我一直在尝试执行分步法,以数值方式整合Gross-Pitaevskii方程。我的代码使用python按预期执行,但为了获得性能提升,我一直在使用PyOpenCL进行调整,以便它可以在GPU上运行。我似乎已经让它工作,因为它同意我的python代码(在CPU上运行)给出的结果,但它需要比我预期的更多的时间。一个工作示例可以在下面找到:
###########################################################################
# IMPORTS NECESSARY TO RUN
from __future__ import absolute_import
from __future__ import print_function
import numpy as np
import scipy.fftpack as sp
import time as time
import pyopencl as cl
import pyopencl.array as cl_array
from reikna.cluda import ocl_api
from reikna.core import Computation, Parameter, Annotation
from reikna.fft import FFT, FFTShift
################################################################################
# DEFINE SYSTEM PARAMETERS
Lx = 1000 # length of system in x-direction
Ly = 500 # length of system in y-direction
dx = 0.4 # space step
dt = 0.1*(dx**2) # calculated timestep
Nx = int(Lx/dx) # number of points in x-direction
Ny = int(Ly/dx) # number of points in y-direction
# create frequency space coordinate grid
kx = np.array([-Nx*np.pi/Lx+2.0*np.pi*i/Lx for i in range(Nx)]) #x-wavenumbers
# ^ used when we Fourier transform
ky = np.array([-Ny*np.pi/Ly+2.0*np.pi*i/Ly for i in range(Ny)]) #x-wavenumbers
kxx, kyy = np.meshgrid(kx, ky, sparse=True) #wavenumbergrid
#################################################################################
# GENERATE TRAP POTENTIAL AND INITIAL VALUES
# define the trap potential matrix (constant)

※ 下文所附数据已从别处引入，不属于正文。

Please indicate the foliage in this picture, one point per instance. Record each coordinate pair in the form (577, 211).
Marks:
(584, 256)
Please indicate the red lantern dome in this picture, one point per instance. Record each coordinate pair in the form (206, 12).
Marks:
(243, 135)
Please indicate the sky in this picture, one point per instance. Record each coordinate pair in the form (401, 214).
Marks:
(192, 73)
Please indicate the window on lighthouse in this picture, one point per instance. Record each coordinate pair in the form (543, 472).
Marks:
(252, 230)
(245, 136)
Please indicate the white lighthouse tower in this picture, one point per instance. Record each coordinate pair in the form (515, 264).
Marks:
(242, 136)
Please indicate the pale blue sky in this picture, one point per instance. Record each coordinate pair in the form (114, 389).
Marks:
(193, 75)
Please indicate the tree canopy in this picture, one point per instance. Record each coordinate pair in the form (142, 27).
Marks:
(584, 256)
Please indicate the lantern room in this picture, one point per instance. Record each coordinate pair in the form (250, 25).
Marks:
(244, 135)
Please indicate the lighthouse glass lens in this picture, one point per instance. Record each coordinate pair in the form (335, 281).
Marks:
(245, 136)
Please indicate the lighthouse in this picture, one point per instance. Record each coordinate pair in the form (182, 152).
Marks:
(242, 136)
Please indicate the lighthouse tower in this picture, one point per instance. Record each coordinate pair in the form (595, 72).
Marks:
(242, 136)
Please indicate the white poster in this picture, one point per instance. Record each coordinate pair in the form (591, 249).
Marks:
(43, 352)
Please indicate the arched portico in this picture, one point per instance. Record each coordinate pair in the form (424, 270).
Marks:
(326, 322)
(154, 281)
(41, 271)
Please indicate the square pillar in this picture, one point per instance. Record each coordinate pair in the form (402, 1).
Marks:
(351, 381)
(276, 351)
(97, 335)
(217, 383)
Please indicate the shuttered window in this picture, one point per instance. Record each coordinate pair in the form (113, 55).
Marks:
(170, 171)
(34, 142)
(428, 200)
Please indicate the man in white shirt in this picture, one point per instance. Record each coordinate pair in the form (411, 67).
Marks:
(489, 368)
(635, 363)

# it has a value of 100 at the edge, and zero in the bulk
Vmat = 100.0*np.ones((Ny, Nx))
Vmat[4:-4,4:-4] = np.zeros((Ny - 8, Nx - 8))
# the initial wavefunction is zero at the edge (where the potential is nonzero)
# and 1 in the bulk (where the potential is zero).
U0 = np.zeros((Ny, Nx))
U0[4:-4,4:-4] = np.ones((Ny - 8, Nx - 8))
U = U0
###################################################################################
# PASS ARRAYS TO DEVICE
# define the PyOpenCL queue
ctx = cl.create_some_context()
queue = cl.CommandQueue(ctx)
# define the Reikna thread
api = ocl_api()
thr = api.Thread(queue)
# make sure all of the data types are correct
U = U.astype(np.complex128)
Vmat = Vmat.astype(np.float64)
L_op = np.exp(-1j*dt*0.5*( kxx**2+kyy**2 )).astype(np.complex128)
idtmat = np.array(1j*dt).astype(np.complex128) # we will use the 1j below
# pass the arrays to the device, all using pyopencl, can later use w/ reikna
op_dev = cl_array.to_device(queue, U)
Vmat_dev = cl_array.to_device(queue, Vmat)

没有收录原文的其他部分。